L1 Instruction Memory System

Fetches instruction from the Instruction cache (I$) and delivers the instruction stream to the instruction decode unit.

It includes:

  • a 64 KiB (Kibibyte), 4 way Set Associative L1 I$ with 64B lines
  • a fully-associative L1 ITLB with native support for 4 KiB, 16 KiB, 64 KiB, and 2 MiB page sizes
  • A 1536-entry 4-way skewed associative L0 Macro-Op (MOP) cache, which contains decoded and optimized instructions for higher performance.
  • A dynamic branch predictor: TAGe, branch target buffers, return address stacks, etc.

Macro-Ops (MOPs) and Micro-Ops (µops)

Macro-Op (MOP): An instruction held in a format described by the ISA. Can be slight differences, but basically the same. This is independent of the µ-architecture.

Micro-Op (µop): An internal processor specific encoding of the operations used to control execution resources.
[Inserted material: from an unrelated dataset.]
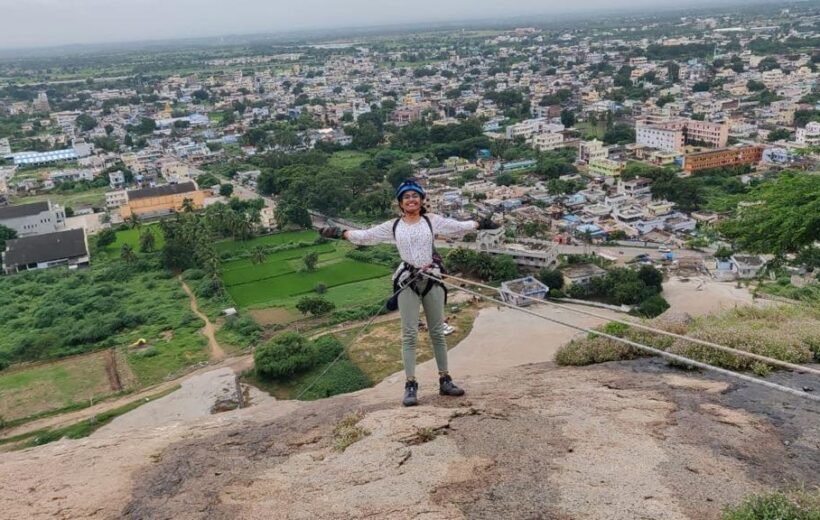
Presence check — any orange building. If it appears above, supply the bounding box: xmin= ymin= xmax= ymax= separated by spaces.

This can vary widely between different implementations of the same ISA.

The correspondence between MOPs and µops used by a processor may be 1:1, 1:N, or N:1: A single MOP can be cracked/split into one or more internal µops, or multiple MOPs can be fused into a single µop.

Pre-Decoding

https://patents.google.com/patent/US10176104B2/en
The intuition is to identify and signal opportunities to split or fuse instructions into more efficient primitives natively supported by the µarch.

There is, however, a caveat: we need to preserve the precise exception model while doing this.

Examples

Splits

We can split the instruction

str x1, [x2], #24

into the MOP sequence

AGU x2
ALU x2, #24
STR x1

We can split the instruction

stp x29, x30, [sp, #-32]!

into

ALU sp, #-32
AGU sp
STR x29
AGU sp, #8
STR x30

Fuses

We can fuse the instruction sequence

add x0, x1, x2
add x3, x0, x4

into the single MOP

add r3, r1, r2, r4

(assuming the µarch supports 3 register adds)

We can fuse the instruction sequence

b tgt
add x3, x3, 4
tgt: ...

into

nop_pc+8

We can fuse the instruction

cbnz x1, tgt
add x3, x3, 1
tgt: ...

into

ifeqz_add x3, x3, 1, x1, xzr

Instruction Decoding in ARM Cortex-A78

A MOP can be split into two µops after the decode stage. These µops are dispatched to one of 13 issue pipelines where each pipeline can accept 1 µop/cycle.

Dispatch can process up to 6 MOPs/cycle and dispatch up to 12 µops/cycle. There are limitations on each type of µop that may be simultaneously dispatched. If there are more µops available to be dispatched, they will be dispatched in oldest to youngest age-order.